If you really want to help an Iraqi humanitarian mission, you should go in and restore the peace, since our military there seems incapable of doing this, even with Tommy Franks declaring *victory* in hand . Either they don't have enough boots on the ground to do it, or it's not a big priority, since they are already sending troops home and standing down other troops from ready to deploy status. http://news.bbc.co.uk/2/hi/middle_east/2958447.stm
If Bush gave a crap about Iraqi children, he shouldn't have lobbed missiles at them. Perhaps the last reason we conquered Iraq was to save its people from a tyrant. Oil; make an example of some country to force others to kowtow to us; et al. The better part of a million people died in Rwanda and Burundi and what did we do? Sent a couple of CARE packages, maybe. Sorry to say it, but children are suffering all over the world. It's a horrible thing. It's just that we can make ourselves look like heroes for helping those who live in Iraq. People act like they've never read about or seen hungry/displaced/bombed people until this Iraq business. Maybe they haven't, at that.

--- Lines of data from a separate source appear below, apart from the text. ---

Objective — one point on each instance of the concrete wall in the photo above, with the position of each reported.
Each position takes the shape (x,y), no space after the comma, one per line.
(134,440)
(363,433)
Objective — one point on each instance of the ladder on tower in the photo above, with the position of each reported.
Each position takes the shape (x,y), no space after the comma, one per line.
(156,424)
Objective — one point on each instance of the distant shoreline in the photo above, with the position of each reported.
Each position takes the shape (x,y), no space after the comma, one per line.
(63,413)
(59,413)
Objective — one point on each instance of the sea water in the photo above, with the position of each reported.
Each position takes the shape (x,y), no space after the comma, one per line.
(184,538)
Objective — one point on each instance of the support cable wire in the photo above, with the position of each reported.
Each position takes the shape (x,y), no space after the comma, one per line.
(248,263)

If you have a better source of revenue used to rebuild Iraq than that of oil revenue then please explain. If we allowed Saddam and his cronies to burn all the oil sources it would result in an environmental and economical calamity which only harms Iraq down the road. Most of the oil rigs lay on the outer reaches of the more densely populated towns and cities potentially harboring great numbers of Saddam loyalists. http://www.ctnow.com/news/nationworld/iraq/chi-0303090333mar09,0,5524590.story As for the hospitals, I'm sure if we had enough soldiers on the ground and secured enough territory without placing soldiers in harms way in the much warned urban regions it would had been possible. But our soldiers are fighting a war. Protecting museums from looters whom many claim were professionals who even had keys to the place would had resulted in U.S. casualties. I wish these places could had been protected during the heavy fighting and looting but I'm not sure how feasible it could had been.
Oversimplified, as usual. I will shed no tears for Saddam and believe that he is, yes, a bad man. But we build up certain dictators into Beezelbub to justify our invasion of their country, and sit idly by in other situations. Of course we can say, "Because those other situations don't involve us." So we make our vested interest in a situation look that much more urgent. And it wasn't tough to sell America on Iraq. It can be easier when you have a face to focus on, an individual to turn your anger toward, things are so much simpler. It helps the media coverage as well. Why don't we ask certain questions? Why don't we ask, Why were so many of the 9/11 terrorists from Saudi Arabia? Why do we ignore the fact that the Saudis (and I'm not just talking about the bin Ladens) have given hundreds of millions to Al Qaeda, but we are still unable to directly connect Iraq to 9/11? Why do we sell jet fighters to the Saudis? Prince Bandar comes smiling to shake Bush's hand at Crawford ranch. Yes, welcome, good buddy. Me Tarzan, you Jane. Saudis good. Iraqis bad. But Saudi Arabia has so much money invested in our economy that if we alienated them----them, being far more guilty of attacking us than the Iraqis---our economy would take a huge hit. All of this being so complicated, we'll just teach the Iraqis a lesson and see if it scares everyone else into submission. I hope trickle-down justice works better than trickle-down economics. By the by, whomever we install in Iraq will go the way of the Shah of Iran.
I agree that the administration made a mistake by not putting enough troops on the ground. I think they were caught off- gaurd a little bit by all the rioting.